Frazier observaba la ceremonia frente a las tumbas a través de sus prismáticos desde una vía de acceso, a medio kilómetro de allí. Ya había ideado un plan. Seguirían el cortejo fúnebre hasta la casa de los Lipinski. Sabían que el velatorio sería allí porque le habían pedido al centro de operaciones de Groom Lake que se colaran en el servidor de la funeraria para averiguar el recorrido fúnebre y la dirección de destino de la limusina. Esperarían a que Will y Nancy se quedaran a solas con su hijo por la noche, y entonces entrarían y aprehenderían a Will, empleando la fuerza en la medida necesaria. A continuación registrarían la casa en busca de cualquier cosa que él hubiese encontrado en Cantwell Hall. Una vez que Will estuviese a buen recaudo a cuarenta mil pies de altura, solicitarían nuevas instrucciones al Pentágono. Los hombres de Frazier estaban de acuerdo en que propinar dos golpes en la misma casa en noches consecutivas era la mejor forma de aprovechar el factor sorpresa.

Mientras el sacerdote decía misa frente a las tumbas, Frazier y su equipo merendaban unos sándwiches. Y mientras Nancy tiraba un puñado de tierra sobre los ataúdes de sus padres, los vigilantes ingerían dosis de cafeína bebiendo latas de refresco Mountain Dew.

Cuando el oficio terminó, Frazier seguía observando con atención.
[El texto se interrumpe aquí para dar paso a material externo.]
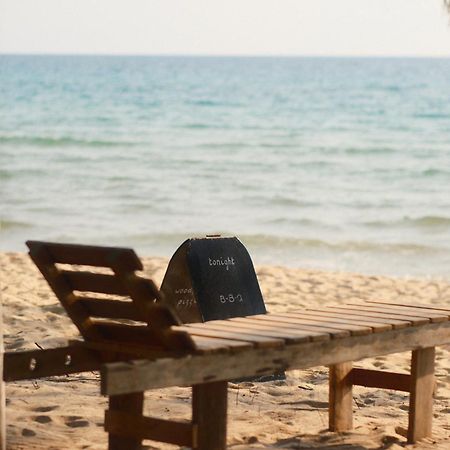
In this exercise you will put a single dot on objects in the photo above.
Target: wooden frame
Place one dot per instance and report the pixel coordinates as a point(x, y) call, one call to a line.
point(131, 356)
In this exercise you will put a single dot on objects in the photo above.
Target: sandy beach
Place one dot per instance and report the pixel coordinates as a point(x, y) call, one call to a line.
point(67, 412)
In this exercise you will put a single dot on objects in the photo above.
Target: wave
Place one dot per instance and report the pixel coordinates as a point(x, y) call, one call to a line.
point(12, 224)
point(289, 243)
point(422, 222)
point(264, 240)
point(63, 141)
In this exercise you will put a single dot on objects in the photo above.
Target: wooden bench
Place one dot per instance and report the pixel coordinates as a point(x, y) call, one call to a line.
point(137, 343)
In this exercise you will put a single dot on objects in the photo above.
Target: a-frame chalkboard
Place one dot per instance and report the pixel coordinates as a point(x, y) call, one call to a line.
point(212, 278)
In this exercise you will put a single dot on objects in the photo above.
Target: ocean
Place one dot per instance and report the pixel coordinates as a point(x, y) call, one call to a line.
point(330, 163)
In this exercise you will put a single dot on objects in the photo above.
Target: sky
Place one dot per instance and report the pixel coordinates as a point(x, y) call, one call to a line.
point(226, 27)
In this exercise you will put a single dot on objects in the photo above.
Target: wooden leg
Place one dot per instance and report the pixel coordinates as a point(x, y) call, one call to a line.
point(2, 388)
point(421, 394)
point(340, 397)
point(129, 403)
point(209, 414)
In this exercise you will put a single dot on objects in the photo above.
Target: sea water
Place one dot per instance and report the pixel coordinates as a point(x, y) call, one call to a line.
point(332, 163)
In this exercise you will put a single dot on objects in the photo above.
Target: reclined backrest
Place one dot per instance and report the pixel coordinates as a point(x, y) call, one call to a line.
point(105, 299)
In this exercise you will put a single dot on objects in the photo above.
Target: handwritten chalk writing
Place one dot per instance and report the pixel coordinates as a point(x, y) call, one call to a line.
point(227, 261)
point(230, 298)
point(183, 291)
point(186, 303)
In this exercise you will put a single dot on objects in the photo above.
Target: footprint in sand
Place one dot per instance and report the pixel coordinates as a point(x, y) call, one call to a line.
point(28, 432)
point(76, 422)
point(43, 419)
point(45, 408)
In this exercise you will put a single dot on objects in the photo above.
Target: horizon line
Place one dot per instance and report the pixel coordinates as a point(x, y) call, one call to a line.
point(229, 55)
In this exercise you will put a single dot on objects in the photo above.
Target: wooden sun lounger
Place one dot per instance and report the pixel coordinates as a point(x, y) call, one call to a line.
point(138, 343)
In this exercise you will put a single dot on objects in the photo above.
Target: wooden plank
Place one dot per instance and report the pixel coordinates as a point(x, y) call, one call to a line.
point(126, 333)
point(298, 324)
point(251, 331)
point(63, 291)
point(421, 398)
point(433, 315)
point(94, 282)
point(275, 327)
point(88, 255)
point(376, 327)
point(433, 307)
point(355, 330)
point(127, 404)
point(158, 314)
point(137, 426)
point(381, 379)
point(193, 369)
point(258, 341)
point(110, 309)
point(216, 345)
point(209, 413)
point(328, 312)
point(340, 412)
point(2, 384)
point(45, 363)
point(360, 311)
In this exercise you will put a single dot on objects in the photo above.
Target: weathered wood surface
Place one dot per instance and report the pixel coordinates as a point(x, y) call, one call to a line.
point(367, 312)
point(433, 316)
point(340, 412)
point(381, 379)
point(330, 312)
point(421, 397)
point(127, 404)
point(2, 385)
point(194, 369)
point(88, 255)
point(209, 414)
point(128, 425)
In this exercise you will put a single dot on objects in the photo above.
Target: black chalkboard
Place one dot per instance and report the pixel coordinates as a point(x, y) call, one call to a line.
point(212, 278)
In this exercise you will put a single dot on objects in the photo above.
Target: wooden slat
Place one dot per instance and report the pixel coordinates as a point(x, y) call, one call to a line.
point(434, 316)
point(88, 255)
point(209, 413)
point(275, 327)
point(432, 307)
point(355, 330)
point(340, 397)
point(215, 345)
point(17, 365)
point(299, 325)
point(359, 311)
point(381, 379)
point(94, 282)
point(160, 315)
point(137, 426)
point(194, 369)
point(110, 309)
point(126, 333)
point(258, 341)
point(421, 398)
point(63, 291)
point(327, 312)
point(377, 327)
point(129, 404)
point(287, 337)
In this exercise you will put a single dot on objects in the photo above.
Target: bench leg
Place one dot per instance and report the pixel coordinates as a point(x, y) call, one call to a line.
point(209, 414)
point(132, 404)
point(340, 397)
point(421, 394)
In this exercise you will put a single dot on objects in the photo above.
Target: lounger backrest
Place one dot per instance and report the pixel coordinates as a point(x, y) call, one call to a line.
point(105, 299)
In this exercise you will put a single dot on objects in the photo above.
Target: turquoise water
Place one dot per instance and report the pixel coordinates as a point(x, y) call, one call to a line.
point(334, 163)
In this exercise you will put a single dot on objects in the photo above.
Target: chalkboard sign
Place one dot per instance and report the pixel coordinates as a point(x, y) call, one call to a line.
point(212, 278)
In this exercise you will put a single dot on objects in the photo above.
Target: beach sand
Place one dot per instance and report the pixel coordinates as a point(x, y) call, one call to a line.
point(67, 412)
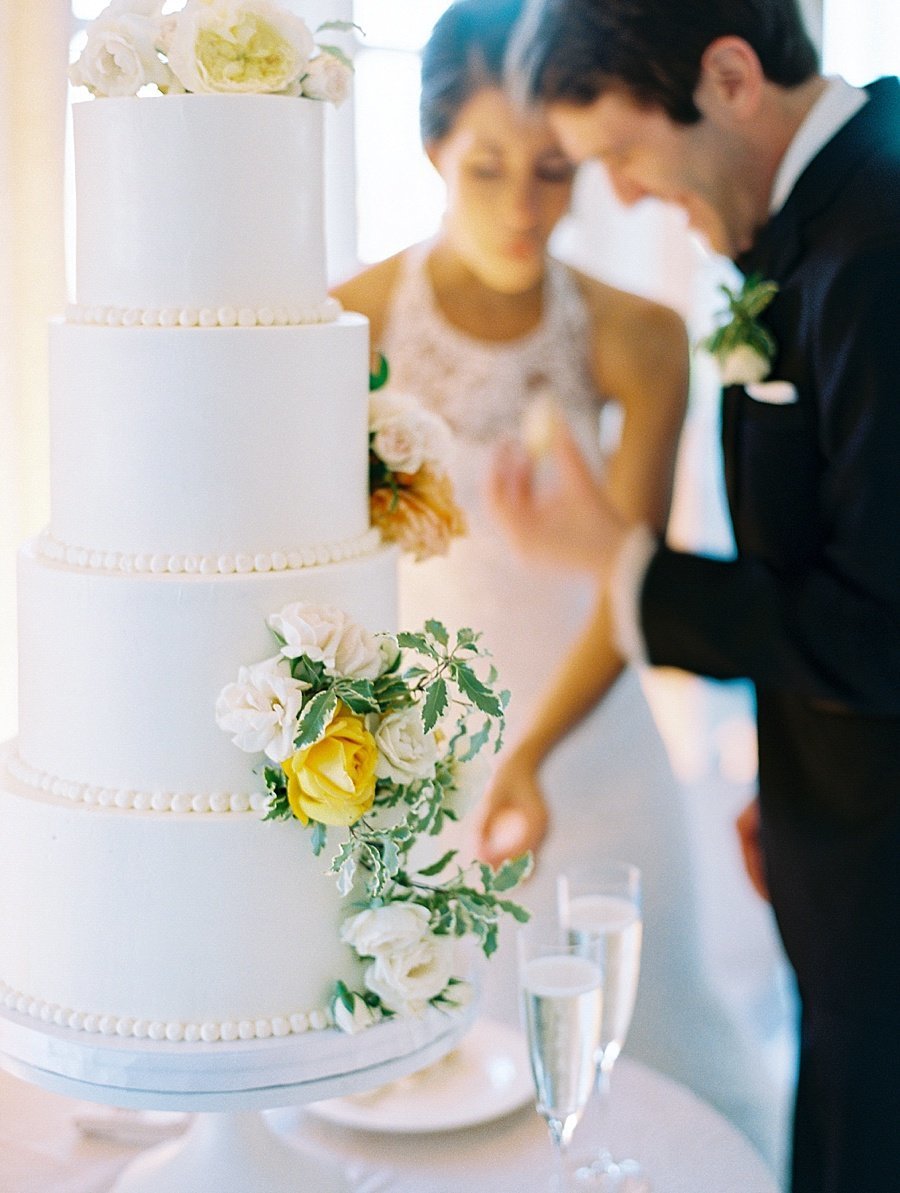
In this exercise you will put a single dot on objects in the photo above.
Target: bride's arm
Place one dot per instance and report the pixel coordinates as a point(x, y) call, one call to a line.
point(640, 357)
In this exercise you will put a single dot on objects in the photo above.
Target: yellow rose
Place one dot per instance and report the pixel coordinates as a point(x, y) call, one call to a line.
point(333, 779)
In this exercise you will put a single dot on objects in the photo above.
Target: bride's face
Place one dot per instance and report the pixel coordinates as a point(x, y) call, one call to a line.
point(507, 183)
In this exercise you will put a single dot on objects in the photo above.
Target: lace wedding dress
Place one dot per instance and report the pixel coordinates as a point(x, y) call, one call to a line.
point(609, 785)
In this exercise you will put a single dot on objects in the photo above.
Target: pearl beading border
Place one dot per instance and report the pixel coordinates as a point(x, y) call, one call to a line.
point(161, 563)
point(165, 1031)
point(326, 311)
point(136, 801)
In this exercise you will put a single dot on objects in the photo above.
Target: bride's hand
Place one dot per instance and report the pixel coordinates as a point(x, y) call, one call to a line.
point(568, 520)
point(512, 817)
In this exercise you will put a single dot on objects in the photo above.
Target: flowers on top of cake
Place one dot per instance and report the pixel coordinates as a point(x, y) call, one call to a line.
point(373, 734)
point(221, 47)
point(411, 494)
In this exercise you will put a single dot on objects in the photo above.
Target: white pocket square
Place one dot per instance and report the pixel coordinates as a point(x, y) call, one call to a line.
point(776, 393)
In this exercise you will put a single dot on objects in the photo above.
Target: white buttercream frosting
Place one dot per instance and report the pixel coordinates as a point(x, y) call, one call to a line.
point(326, 311)
point(239, 802)
point(179, 563)
point(173, 1031)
Una multitud rodeaba a Will y Nancy, por lo que Frazier los perdió por unos momentos en un mar de abrigos negros y azul marino. Dirigió su atención a la limusina, que estaba aparcada a la cabeza del cortejo, y cuando vio subir a un hombre y una mujer con un bebé en brazos, ordenó a su conductor que arrancara.

El cortejo fúnebre avanzó serpenteando en dirección a la casa de los Lipinski. Anthony Road era un callejón sin salida corto y flanqueado de árboles frondosos. Era imposible que Frazier aparcara allí sin que lo descubriesen, por lo que se apostaron en North Street, la arteria principal, y aguardó pacientemente bajo la luz mortecina de la tarde a que las visitas se marcharan.

El coche fúnebre de Ballard-Durand, una berlina negra, entró en el aparcamiento de una terminal privada en el aeropuerto de Westchester County. El conductor, con traje negro, bajó y echó un vistazo alrededor antes de abrir la puerta del pasajero.

– Vía libre -dijo.

Will bajó el primero, ayudó a Nancy con Philly, y los guió a toda prisa al interior de la terminal. Volvió a salir para darle una propina al chófer y sacar las maletas.

– Usted no ha estado aquí, ¿entendido?

El conductor se levantó la gorra para despedirse y se marchó.

Dentro de la terminal, Will divisó de inmediato a un hombre de complexión mediana pero recia, con el pelo cano muy corto, vaqueros y una chaqueta de cuero de aviador. El hombre descruzó los brazos y se llevó la mano a un bolsillo interior. Will, receloso, no le quitó ojo mientras el tipo sacaba una tarjeta de visita, antes de acercarse a él y tendérsela.